Is USA Track & Field's Massive Deal with Nike Bad for the Sport?

On Wednesday, the folks at USA Track & Field declared they had sold the United States' unborn Olympians to Nike Inc., announcing a partnership with the shoe company through 2040. That's how Nike does it: They put Swooshes on even the twinkles in people's eyes.

The deal is rumored to be for $500 million, which would quadruple the current amount Nike has been paying—around $5 million per year, or over half of USATF's annual sponsorship contributions.

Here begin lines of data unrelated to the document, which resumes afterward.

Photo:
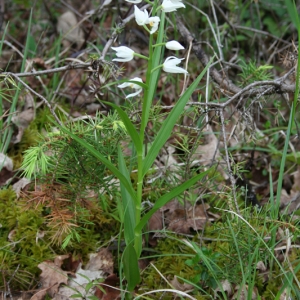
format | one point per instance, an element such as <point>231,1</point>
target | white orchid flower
<point>170,65</point>
<point>174,45</point>
<point>141,17</point>
<point>133,86</point>
<point>153,22</point>
<point>171,5</point>
<point>125,53</point>
<point>134,1</point>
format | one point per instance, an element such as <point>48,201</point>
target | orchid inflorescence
<point>125,54</point>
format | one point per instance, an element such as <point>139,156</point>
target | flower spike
<point>125,53</point>
<point>141,17</point>
<point>171,5</point>
<point>133,86</point>
<point>170,65</point>
<point>174,45</point>
<point>153,22</point>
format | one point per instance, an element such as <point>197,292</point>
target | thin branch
<point>37,94</point>
<point>225,84</point>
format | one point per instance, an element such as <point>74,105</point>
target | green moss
<point>20,249</point>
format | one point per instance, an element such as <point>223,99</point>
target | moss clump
<point>19,248</point>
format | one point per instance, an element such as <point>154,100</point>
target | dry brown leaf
<point>52,277</point>
<point>209,153</point>
<point>67,24</point>
<point>179,220</point>
<point>226,287</point>
<point>183,287</point>
<point>103,260</point>
<point>19,185</point>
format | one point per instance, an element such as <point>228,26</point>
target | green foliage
<point>251,73</point>
<point>20,250</point>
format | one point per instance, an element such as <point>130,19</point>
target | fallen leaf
<point>209,153</point>
<point>183,287</point>
<point>68,26</point>
<point>52,277</point>
<point>226,287</point>
<point>103,260</point>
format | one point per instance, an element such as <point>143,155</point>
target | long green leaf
<point>130,128</point>
<point>167,197</point>
<point>127,202</point>
<point>168,125</point>
<point>131,267</point>
<point>292,10</point>
<point>105,161</point>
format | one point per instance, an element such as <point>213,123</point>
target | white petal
<point>124,53</point>
<point>153,22</point>
<point>123,85</point>
<point>174,45</point>
<point>169,6</point>
<point>134,94</point>
<point>141,18</point>
<point>170,65</point>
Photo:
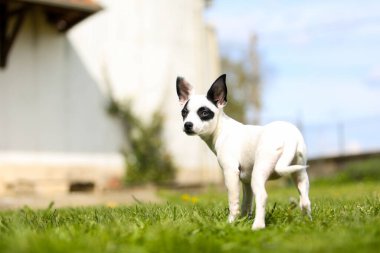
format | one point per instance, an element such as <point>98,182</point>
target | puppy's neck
<point>222,121</point>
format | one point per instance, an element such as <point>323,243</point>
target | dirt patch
<point>111,199</point>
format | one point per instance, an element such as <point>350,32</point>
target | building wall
<point>52,113</point>
<point>141,47</point>
<point>53,125</point>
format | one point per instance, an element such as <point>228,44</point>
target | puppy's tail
<point>289,153</point>
<point>289,169</point>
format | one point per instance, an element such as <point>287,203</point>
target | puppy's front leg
<point>231,179</point>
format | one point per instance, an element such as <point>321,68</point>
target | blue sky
<point>321,59</point>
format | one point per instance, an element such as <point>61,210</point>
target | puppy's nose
<point>188,126</point>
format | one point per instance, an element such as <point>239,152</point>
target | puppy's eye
<point>205,114</point>
<point>184,113</point>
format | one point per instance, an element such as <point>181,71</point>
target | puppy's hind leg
<point>246,206</point>
<point>301,180</point>
<point>260,175</point>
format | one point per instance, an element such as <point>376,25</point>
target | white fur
<point>252,155</point>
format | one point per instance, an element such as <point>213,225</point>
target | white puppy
<point>246,153</point>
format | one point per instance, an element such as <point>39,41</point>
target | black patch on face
<point>185,111</point>
<point>205,113</point>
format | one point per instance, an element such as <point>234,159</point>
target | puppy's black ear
<point>184,90</point>
<point>217,93</point>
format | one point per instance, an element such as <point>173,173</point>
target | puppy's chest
<point>245,170</point>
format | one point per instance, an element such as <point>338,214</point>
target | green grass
<point>346,218</point>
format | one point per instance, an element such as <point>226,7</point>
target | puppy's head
<point>200,112</point>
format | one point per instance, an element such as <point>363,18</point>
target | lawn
<point>346,218</point>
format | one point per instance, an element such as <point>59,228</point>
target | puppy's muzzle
<point>188,128</point>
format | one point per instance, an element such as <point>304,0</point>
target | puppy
<point>246,153</point>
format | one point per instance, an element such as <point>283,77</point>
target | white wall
<point>143,45</point>
<point>52,93</point>
<point>48,101</point>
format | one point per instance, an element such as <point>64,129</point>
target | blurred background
<point>87,88</point>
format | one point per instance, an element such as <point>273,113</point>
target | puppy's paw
<point>231,218</point>
<point>258,225</point>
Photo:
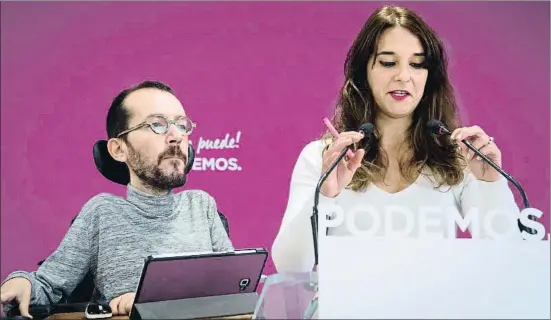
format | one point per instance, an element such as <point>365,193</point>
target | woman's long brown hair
<point>356,105</point>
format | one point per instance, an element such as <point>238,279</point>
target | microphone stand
<point>312,309</point>
<point>509,178</point>
<point>314,217</point>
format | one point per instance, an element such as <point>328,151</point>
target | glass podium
<point>288,296</point>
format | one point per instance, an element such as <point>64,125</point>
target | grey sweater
<point>111,236</point>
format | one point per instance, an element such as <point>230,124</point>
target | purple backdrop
<point>269,71</point>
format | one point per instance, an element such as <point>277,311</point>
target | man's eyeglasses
<point>160,125</point>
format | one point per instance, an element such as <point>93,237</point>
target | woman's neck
<point>392,131</point>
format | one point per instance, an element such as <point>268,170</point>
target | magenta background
<point>271,70</point>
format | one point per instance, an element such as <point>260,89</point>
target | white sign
<point>369,278</point>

Why does this matter? Well, for one thing, the deal comes fresh on the heels of a successful and unprecedented runners protest whose subtext was the dom/sub relationship between Nike and USATF. For another, the influx of cash is not guaranteed to reach the athletes themselves, many of whom are currently living below the poverty level.

Where does all this new money go, then? If history is a guide, USATF pays it to USATF. In 2008, the organization's total expenditures for "Governance, Administration, and Other" were about $1.5 million, according to the approved budget. In 2013, that same category was over $6.5 million, despite total expenditures being around $4 million greater. USATF is paying out less while paying itself much, much more.

In some ways, the new Nike contract will actually make things more difficult for athletes. Because the Swoosh again has locked up rights as the exclusive outfitter for U.S. track and field teams for the world championships and the Olympics, runners will continue to have a hard time getting non-Nike sponsorships, which after all can't be displayed at the sport's pinnacle events.

Adam Nelson, president of the Track and Field Athletes Association, said the TFAA had no input on the deal, adding it "highlights the importance of a professional athletes association."

After the 2014 USA Indoor Championships in Albuquerque, USATF was accused of not listening to its athletes. That's obviously not the case; USATF has been listening to the heartbeats of the next generation. It sounds like the faint ringing of a cash register.